G.H. 's Gravesande, Greshoffs Ikaros Bekeerd. Proeve van Exegese. (A.A.M. Stols, Maastricht 1938).

In vervolg op mijn artikel van gisteren over Greshoff en vooral zijn nieuwe leerdicht ‘Ikaros Bekeerd’ moet ik nog even wijzen op een tweetal studies over den dichter, die dit voorjaar het licht zagen. De eerste is van den Vlaming Jan Schepens en geeft een thematisch overzicht van Greshoffs geheele werk. Schepens verdeelt dit in drie perioden (waarmee men inderdaad wel ongeveer uitkomt) en laat aan de materie zien, hoe Greshoff zich ontwikkelde van een begaafden minor poet tot de figuur, die hij tegenwoordig is. Terecht wijst Schepens er daarbij op, hoe onze dichtkunst in de laatste jaren, doordat de moralist in sterke mate aan het woord komt, terugloopt naar haar vòòrtachtigsch karakter; Greshoff is, volgens hem, reeds een grensgeval; ‘verder gaan dan hij is niet mogelijk.... Navolgers van den huldigen Greshoff zouden de Nederlandsche poëzie echter op een gevaarlijk pad brengen.’

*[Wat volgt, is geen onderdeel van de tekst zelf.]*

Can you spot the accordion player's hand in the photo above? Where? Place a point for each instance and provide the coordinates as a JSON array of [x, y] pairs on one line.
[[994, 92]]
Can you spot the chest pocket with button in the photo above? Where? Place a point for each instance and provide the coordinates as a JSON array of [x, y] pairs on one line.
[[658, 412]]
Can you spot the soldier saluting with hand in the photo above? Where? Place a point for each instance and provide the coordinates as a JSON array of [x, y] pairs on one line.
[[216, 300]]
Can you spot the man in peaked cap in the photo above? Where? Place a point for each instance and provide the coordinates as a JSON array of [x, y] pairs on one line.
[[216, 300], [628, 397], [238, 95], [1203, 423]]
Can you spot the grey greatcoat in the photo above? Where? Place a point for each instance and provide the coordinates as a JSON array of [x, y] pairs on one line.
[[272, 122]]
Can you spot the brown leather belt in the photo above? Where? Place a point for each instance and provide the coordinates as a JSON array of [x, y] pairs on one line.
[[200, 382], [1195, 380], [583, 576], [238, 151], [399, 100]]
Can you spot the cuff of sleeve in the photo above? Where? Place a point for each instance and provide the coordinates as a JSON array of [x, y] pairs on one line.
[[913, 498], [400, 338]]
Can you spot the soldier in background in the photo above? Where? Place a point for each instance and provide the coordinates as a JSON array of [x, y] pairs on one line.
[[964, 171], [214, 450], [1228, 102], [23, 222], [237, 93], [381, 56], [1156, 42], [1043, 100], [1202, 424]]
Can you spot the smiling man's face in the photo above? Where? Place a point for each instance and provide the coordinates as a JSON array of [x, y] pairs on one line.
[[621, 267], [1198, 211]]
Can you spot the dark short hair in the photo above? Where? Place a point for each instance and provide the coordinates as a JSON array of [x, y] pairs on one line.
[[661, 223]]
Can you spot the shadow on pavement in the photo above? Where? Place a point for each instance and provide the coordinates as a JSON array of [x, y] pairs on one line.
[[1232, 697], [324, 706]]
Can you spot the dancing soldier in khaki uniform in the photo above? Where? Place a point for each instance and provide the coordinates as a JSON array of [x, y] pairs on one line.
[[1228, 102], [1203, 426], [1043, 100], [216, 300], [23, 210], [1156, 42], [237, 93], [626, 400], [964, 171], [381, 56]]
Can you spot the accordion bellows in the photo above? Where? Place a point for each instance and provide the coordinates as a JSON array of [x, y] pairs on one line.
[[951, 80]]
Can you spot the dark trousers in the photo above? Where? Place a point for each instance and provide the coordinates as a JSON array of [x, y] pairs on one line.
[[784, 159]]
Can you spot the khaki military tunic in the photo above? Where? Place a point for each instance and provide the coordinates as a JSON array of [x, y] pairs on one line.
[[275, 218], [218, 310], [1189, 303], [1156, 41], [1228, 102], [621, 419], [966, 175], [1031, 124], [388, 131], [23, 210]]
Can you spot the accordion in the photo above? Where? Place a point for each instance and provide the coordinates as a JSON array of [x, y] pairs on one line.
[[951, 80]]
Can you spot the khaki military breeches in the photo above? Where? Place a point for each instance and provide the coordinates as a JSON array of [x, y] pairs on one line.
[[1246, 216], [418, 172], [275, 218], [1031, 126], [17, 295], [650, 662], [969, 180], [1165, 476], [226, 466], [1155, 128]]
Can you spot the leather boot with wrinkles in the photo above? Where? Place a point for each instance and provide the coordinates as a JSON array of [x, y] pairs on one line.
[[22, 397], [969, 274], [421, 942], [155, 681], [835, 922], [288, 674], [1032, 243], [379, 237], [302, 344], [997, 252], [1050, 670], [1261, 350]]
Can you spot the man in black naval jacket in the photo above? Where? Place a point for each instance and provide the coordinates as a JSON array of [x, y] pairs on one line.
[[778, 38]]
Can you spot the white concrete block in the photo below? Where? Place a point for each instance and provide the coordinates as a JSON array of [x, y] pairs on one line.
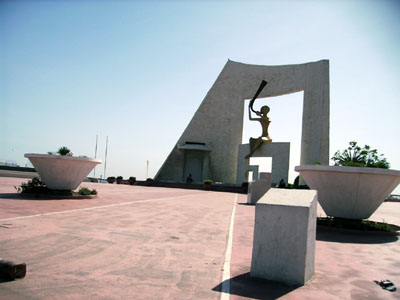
[[258, 188], [280, 153], [284, 236]]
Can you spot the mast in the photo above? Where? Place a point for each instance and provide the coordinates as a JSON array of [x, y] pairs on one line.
[[95, 156], [105, 160]]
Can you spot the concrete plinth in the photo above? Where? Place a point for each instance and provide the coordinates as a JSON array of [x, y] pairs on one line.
[[284, 236], [279, 152], [258, 188]]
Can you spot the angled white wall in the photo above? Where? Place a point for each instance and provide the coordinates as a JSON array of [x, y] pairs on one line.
[[218, 122]]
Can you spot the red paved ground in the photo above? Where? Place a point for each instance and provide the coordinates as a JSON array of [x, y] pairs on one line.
[[157, 243]]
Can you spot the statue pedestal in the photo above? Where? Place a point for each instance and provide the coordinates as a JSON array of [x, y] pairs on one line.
[[258, 188], [280, 161], [284, 236]]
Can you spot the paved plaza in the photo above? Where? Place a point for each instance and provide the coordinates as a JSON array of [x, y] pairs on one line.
[[137, 242]]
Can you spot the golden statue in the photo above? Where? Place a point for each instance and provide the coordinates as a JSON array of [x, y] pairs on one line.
[[264, 121]]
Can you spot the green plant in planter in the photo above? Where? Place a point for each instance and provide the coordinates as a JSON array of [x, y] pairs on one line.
[[355, 156], [64, 151]]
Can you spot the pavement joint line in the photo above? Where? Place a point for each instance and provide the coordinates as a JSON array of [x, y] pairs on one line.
[[226, 281], [96, 207]]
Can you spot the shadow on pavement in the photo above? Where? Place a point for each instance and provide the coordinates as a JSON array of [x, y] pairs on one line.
[[352, 237], [33, 197], [255, 288]]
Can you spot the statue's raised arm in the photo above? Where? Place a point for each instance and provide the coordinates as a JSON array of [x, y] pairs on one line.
[[264, 121]]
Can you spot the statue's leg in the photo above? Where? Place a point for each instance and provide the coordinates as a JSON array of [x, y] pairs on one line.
[[254, 145]]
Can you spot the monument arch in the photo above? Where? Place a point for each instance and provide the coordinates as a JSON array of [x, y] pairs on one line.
[[216, 128]]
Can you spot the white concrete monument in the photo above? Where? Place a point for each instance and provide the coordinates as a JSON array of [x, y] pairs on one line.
[[258, 188], [208, 148], [280, 154], [284, 236]]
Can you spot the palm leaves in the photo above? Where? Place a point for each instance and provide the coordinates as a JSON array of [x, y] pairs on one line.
[[356, 156]]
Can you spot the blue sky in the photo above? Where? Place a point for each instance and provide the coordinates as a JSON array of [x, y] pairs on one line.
[[136, 71]]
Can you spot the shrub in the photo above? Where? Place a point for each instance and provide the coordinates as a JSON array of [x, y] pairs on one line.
[[32, 186], [64, 151], [356, 156], [86, 192], [132, 180], [111, 179]]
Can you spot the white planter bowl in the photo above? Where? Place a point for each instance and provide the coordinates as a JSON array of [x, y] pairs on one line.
[[350, 192], [62, 172]]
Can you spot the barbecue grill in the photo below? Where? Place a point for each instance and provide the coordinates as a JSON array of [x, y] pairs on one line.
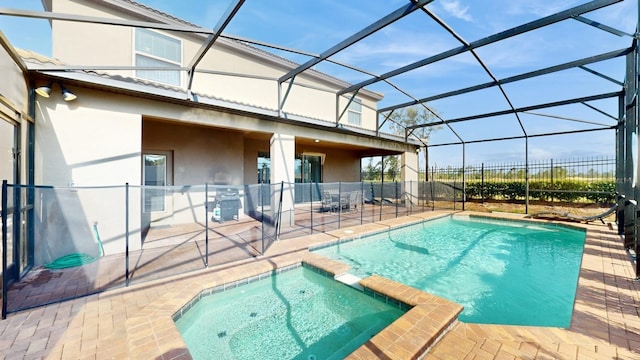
[[226, 204]]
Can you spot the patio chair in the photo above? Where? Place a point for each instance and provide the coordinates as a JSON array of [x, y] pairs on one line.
[[355, 199], [329, 201], [564, 215]]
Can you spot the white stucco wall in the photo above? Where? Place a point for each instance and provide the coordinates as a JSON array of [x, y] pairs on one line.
[[88, 48], [88, 149]]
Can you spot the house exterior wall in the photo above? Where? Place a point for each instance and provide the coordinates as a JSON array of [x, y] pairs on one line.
[[13, 104], [93, 141], [96, 44]]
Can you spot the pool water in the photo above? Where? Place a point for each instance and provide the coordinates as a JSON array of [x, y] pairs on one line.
[[297, 314], [502, 272]]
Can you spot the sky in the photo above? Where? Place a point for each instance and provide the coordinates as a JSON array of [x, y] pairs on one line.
[[316, 26]]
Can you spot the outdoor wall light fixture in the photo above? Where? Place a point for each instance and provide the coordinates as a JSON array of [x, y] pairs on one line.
[[45, 91]]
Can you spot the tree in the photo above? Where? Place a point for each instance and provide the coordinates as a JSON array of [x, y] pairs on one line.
[[414, 115], [391, 167]]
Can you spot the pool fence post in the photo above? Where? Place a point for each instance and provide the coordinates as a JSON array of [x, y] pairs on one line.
[[482, 183], [410, 202], [206, 225], [126, 233], [381, 196], [4, 250], [261, 197], [361, 201], [552, 187], [433, 184], [397, 200], [311, 206], [339, 202], [455, 183]]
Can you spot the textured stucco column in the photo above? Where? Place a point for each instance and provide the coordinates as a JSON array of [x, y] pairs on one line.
[[283, 156], [409, 175]]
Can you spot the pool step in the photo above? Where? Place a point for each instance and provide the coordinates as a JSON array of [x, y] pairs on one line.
[[350, 280]]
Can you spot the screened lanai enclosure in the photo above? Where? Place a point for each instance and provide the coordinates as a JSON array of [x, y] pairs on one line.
[[446, 83]]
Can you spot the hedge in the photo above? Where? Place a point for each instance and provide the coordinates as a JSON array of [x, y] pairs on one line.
[[562, 190]]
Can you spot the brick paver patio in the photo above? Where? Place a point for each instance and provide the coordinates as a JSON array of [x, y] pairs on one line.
[[135, 322]]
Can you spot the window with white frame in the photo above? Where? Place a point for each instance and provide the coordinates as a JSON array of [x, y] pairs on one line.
[[354, 112], [153, 49]]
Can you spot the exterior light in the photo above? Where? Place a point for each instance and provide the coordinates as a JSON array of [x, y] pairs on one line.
[[68, 95], [44, 91]]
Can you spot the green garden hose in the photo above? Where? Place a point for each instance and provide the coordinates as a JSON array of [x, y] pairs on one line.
[[77, 259]]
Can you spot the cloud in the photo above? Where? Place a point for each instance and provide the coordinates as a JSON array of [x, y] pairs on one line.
[[453, 8]]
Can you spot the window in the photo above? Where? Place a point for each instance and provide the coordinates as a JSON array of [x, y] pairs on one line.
[[264, 168], [354, 113], [155, 175], [308, 168], [155, 49]]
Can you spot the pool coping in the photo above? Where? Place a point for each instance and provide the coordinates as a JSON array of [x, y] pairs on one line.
[[152, 332], [135, 322]]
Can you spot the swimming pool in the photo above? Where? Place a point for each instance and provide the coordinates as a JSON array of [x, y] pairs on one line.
[[295, 314], [502, 272]]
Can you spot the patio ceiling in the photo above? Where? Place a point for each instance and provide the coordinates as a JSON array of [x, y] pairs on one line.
[[509, 76]]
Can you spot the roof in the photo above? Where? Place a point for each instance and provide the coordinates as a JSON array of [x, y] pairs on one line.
[[148, 13]]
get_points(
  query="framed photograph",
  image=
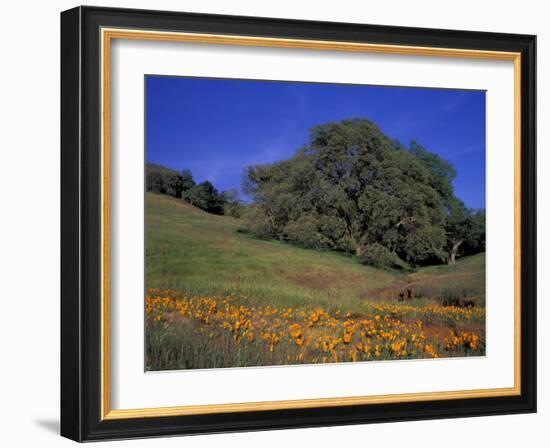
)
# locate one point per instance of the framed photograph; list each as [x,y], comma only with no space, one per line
[273,223]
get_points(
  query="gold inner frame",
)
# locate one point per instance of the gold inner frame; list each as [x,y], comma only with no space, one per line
[107,35]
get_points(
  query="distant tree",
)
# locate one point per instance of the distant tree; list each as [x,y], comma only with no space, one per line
[465,231]
[160,179]
[233,206]
[187,181]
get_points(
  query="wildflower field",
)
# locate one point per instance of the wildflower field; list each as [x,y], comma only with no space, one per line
[216,298]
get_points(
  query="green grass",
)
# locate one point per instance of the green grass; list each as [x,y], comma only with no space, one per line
[188,249]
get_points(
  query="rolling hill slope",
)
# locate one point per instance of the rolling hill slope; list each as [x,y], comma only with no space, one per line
[188,249]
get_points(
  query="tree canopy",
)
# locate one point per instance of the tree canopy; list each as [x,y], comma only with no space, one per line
[353,189]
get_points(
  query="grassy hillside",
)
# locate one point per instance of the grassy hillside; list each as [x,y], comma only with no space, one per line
[203,253]
[188,249]
[220,298]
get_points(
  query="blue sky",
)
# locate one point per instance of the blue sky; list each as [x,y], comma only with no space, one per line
[215,127]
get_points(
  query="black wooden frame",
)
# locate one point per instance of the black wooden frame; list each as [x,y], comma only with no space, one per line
[80,224]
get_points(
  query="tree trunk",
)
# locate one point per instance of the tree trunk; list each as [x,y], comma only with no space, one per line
[454,251]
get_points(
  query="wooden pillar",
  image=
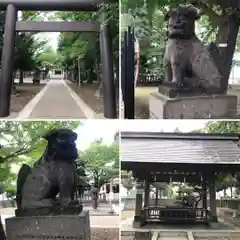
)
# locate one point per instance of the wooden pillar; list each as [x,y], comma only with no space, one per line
[146,193]
[138,203]
[204,197]
[212,196]
[156,200]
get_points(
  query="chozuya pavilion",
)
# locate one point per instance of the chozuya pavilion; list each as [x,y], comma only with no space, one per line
[178,157]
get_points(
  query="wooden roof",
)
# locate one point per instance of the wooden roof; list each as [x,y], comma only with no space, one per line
[179,148]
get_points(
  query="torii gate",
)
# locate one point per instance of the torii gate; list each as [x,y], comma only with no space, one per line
[12,26]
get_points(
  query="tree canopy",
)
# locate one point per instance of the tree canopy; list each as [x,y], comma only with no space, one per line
[101,161]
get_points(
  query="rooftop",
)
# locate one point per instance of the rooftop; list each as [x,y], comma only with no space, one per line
[191,148]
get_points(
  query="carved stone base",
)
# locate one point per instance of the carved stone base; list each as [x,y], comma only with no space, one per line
[73,227]
[46,211]
[195,107]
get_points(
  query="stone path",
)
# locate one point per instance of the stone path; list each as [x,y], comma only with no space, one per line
[56,100]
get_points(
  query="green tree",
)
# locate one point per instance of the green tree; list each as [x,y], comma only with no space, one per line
[101,161]
[224,181]
[85,46]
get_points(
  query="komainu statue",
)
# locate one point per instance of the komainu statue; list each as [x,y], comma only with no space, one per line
[188,62]
[50,186]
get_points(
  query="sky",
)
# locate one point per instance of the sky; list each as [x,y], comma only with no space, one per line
[161,125]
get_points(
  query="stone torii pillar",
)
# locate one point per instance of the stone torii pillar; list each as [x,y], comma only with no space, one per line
[138,204]
[212,195]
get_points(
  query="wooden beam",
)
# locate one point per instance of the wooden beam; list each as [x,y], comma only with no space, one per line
[53,5]
[35,26]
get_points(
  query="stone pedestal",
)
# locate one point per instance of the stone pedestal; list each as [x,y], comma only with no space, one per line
[192,107]
[75,227]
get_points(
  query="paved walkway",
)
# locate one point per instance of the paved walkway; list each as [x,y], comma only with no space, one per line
[95,221]
[56,101]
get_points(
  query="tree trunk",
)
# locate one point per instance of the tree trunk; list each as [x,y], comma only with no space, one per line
[2,232]
[21,77]
[98,72]
[116,66]
[14,90]
[224,193]
[227,33]
[156,200]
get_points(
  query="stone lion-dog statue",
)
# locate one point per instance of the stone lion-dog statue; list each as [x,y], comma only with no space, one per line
[187,61]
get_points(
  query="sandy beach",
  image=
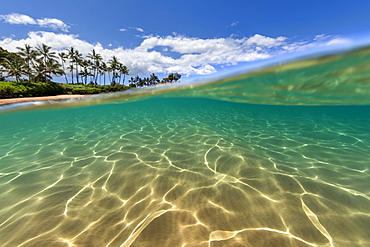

Het boekje van Jan Schepens, die kennelijk vol bewondering is voor zijn onderwerp, tracht zooveel als doenlijk bij groote (en ook nog een weinig schoolsche) bewondering, critisch te zijn, en een samenvattende karakteristiek te geven. Dit lukt den auteur maar half. Hij schrijft nog zeer moeizaam, vertoeft veel op zijwegen en verliest zich tenslotte in een interpretatie van ‘Ikaros Bekeerd’, die weinig minder dan chaotisch is, en vooral gezocht aandoet door de voorbeelden ter vergelijking. Daarbij wordt aan de rhetoriek, die voor Greshoffs poëzie zoo typeerend is, betrekkelijk weinig aandacht geschonken; aan de psychologie van dezen dichter die natuurlijk ook zijn proza en critieken had moeten omvatten, heeft Schepens zich niet gewaagd. Derhalve zijn de inleidingen van Bloem en Vestdijk in resp. den eersten en tweeden druk der Verzamelde gedichten, hoewel uiteraard minder up to date, en onderling weer zeer verschillend, representatiever dan dit sympathieke, edoch onhandig gestelde boekje, dat voornamelijk informatieve waarde heeft voor wie de ontwikkeling van den dichter nog niet kent.

* * *

Het werkje van G.H. 's-Gravesande is evenwichtiger van constructie, omdat het, zijnde een ‘proeve van exegese’, een eenheid is; het bepaalt zich tot het Ikaros-motief en de voorverschijningen daarvan in Greshoffs vroegere gedichten; de schrijver lost dit motief in de twee tegengestelde motieven op, die het wezen van Greshoff bepalen, waar bij hij m.i. sterker had kunnen accentueeren, dat deze beide motieven (de opvlucht en de neerdaling) hier eigenlijk geen tragische tegenstelling zijn. 's-Gravesandes studie is echter in de eerste plaats een paraphrase van den tekst, die den lezer nader tot het werk moet brengen, en zijn conclusie, dat ‘Ikaros Bekeerd’ door ‘de volmaakte versificatie, den volkomen eigen toon een hoogtepunt vormt in zijn (Greshoffs) letterkundigen arbeid’, kan ik geheel onderschrijven.

M.t.B.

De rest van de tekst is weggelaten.